Da Db @dariobonacina

Leggo da una notizia ANSA che CNR Media ha chiesto a Google di aggiornare mappature e immagini di Maps e Street View, che ritraggono ancora intatte L’Aquila e le zone dell’Abruzzo colpite dal terremoto, perché “con Google Street View – riferisce l’agenzia – si vedono camminare persone per le strade della città abruzzese. Alcune di queste che ancora oggi si possono vedere sorridere forse nella realtà sono morte”.

E’ certo che le immagini del dopo-terremoto provenienti dal satellite GeoEye esistano già da tempo, dal momento che due giorni dopo il sisma erano già disponibili per la visualizzazione con Google Earth. Questa, ad esempio, è un’immagine di Onna dopo il terremoto:

Google non pubblica sul web l’Abruzzo del dopo-terremoto

L’update delle immagini satellitari di Maps è dunque un’operazione fattibile e relativamente semplice per Google, lo dimostra l’avvenuto aggiornamento di quelle di Haiti, colpita dal terremoto tre mesi fa.

E’ invece decisamente meno semplice aggiornare quelle di Street View (ottenute inviando un’auto dotata di fotocamere in grado di effettuare scatti a 360°), che però – per assecondare osservazioni e motivazioni sollevate da CNR Media – credo possano semplicemente essere rimosse. A meno che non si voglia chiedere a Google di sguinzagliare nuovamente la sua equipe e farla procedere in mezzo alle macerie immortalando con foto panoramiche la situazione attuale.

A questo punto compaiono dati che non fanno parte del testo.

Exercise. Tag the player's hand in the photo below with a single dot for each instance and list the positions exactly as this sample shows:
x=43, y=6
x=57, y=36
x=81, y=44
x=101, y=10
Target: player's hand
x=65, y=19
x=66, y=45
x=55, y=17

Personalmente credo che un’operazione di aggiornamento fotografico, non necessariamente curata da Google ai fini di Street View, potrebbe – forse – avere un senso per esigenze operative di sicurezza o di ricostruzione (obiettivo primario per conseguire il quale potrebbe avere senso anche conservare le immagini su L’Aquila prima del terremoto). Diversamente, non riuscirei ad individuare il confine tra l’intento documentativo e il cattivo gusto nel voler vedere su Internet le immagini particolareggiate e dettagliate delle conseguenze di un terremoto: ritengo che la documentazione – anche fotografica – prodotta e diffusa da chi si è recato sul posto e dai media sia ampiamente sufficiente a far comprendere al mondo le proporzioni della tragedia.